Le soumis avait déjà eu son lot avec une féminisation particulièrement poussée infligée par son imposante maîtresse. Valérie recevait sa punition pour n’avoir pas accepté de jouer au sous-sol du club parisien. “Le plaisir ici ou la punition ailleurs” lui avait proposé le maître. Vous connaissez son choix.

Le poids de la soumission augmente avec le nombre d’yeux qui observent. Elle le savait. Puta allait l’apprendre puisque les fesses de Valérie affichaient la rougeur des grands soirs.

Martha emmena le photographe voir sa proie. Un filet de salive s’échappait lentement du bâillon en cuir. Martha l’essuya, vérifia que le bâillon était toujours bien en place, puis libéra la jeune femme de la position exténuante dans laquelle elle se trouvait.

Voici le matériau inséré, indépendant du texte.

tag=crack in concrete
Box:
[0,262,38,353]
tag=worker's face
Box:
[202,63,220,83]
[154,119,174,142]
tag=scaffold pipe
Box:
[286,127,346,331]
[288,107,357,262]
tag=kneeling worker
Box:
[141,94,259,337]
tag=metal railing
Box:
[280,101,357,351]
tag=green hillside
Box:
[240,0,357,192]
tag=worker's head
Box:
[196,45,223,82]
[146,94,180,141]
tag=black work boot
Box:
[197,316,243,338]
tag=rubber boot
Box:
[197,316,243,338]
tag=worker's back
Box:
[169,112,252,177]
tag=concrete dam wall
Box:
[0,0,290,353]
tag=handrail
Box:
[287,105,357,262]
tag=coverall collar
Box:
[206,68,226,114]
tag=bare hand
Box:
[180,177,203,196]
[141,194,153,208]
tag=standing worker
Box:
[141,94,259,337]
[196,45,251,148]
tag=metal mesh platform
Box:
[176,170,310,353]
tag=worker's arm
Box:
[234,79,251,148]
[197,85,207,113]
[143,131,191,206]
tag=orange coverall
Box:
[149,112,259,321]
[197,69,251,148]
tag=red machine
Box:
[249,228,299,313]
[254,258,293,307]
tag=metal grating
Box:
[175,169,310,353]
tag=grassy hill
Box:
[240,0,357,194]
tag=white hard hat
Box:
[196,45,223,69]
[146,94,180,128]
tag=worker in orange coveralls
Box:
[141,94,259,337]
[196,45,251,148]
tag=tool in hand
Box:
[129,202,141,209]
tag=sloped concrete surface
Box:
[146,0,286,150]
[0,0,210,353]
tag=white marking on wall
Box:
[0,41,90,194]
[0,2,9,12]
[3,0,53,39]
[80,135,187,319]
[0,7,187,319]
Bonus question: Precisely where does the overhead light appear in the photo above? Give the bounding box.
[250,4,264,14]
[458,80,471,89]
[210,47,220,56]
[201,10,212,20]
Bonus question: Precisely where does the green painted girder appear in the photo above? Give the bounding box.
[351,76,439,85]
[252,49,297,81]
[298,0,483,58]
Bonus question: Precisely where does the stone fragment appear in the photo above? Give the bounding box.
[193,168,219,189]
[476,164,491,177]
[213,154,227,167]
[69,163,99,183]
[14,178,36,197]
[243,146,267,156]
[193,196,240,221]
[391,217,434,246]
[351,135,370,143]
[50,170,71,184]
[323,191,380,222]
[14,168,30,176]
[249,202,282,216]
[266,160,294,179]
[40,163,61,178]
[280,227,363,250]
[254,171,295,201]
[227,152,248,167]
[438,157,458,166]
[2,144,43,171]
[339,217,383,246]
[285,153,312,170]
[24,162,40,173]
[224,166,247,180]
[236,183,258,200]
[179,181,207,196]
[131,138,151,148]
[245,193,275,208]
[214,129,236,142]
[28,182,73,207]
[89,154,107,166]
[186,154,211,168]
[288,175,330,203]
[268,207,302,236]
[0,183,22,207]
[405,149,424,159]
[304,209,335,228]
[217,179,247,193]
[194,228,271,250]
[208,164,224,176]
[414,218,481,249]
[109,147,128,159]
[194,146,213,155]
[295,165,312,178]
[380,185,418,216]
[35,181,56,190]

Les jambes libérées de la contrainte du cuir, elle fut emmenée au salon, les bras encore liés dans le dos. Elle ne voyait rien. Mais elle entendait. Elle entendait l’autre dominatrice jouir du regard “Quel beau visage” se moqua-t-elle avant d’ordonner à son soumis d’aller enlever son string. Puta affichait sa chatte rasée aux personnes présentes dont elle ignorait tout. Le photographe la shoota comme précédemment. Il s’intéressait à ses lèvres lisses et pures tout en remarquant à voix haute qu’elles n’étaient pas déformées par les jeux auxquels aimait s’adonner Annabelle, l’imposante domina qui l’observait avec intérêt.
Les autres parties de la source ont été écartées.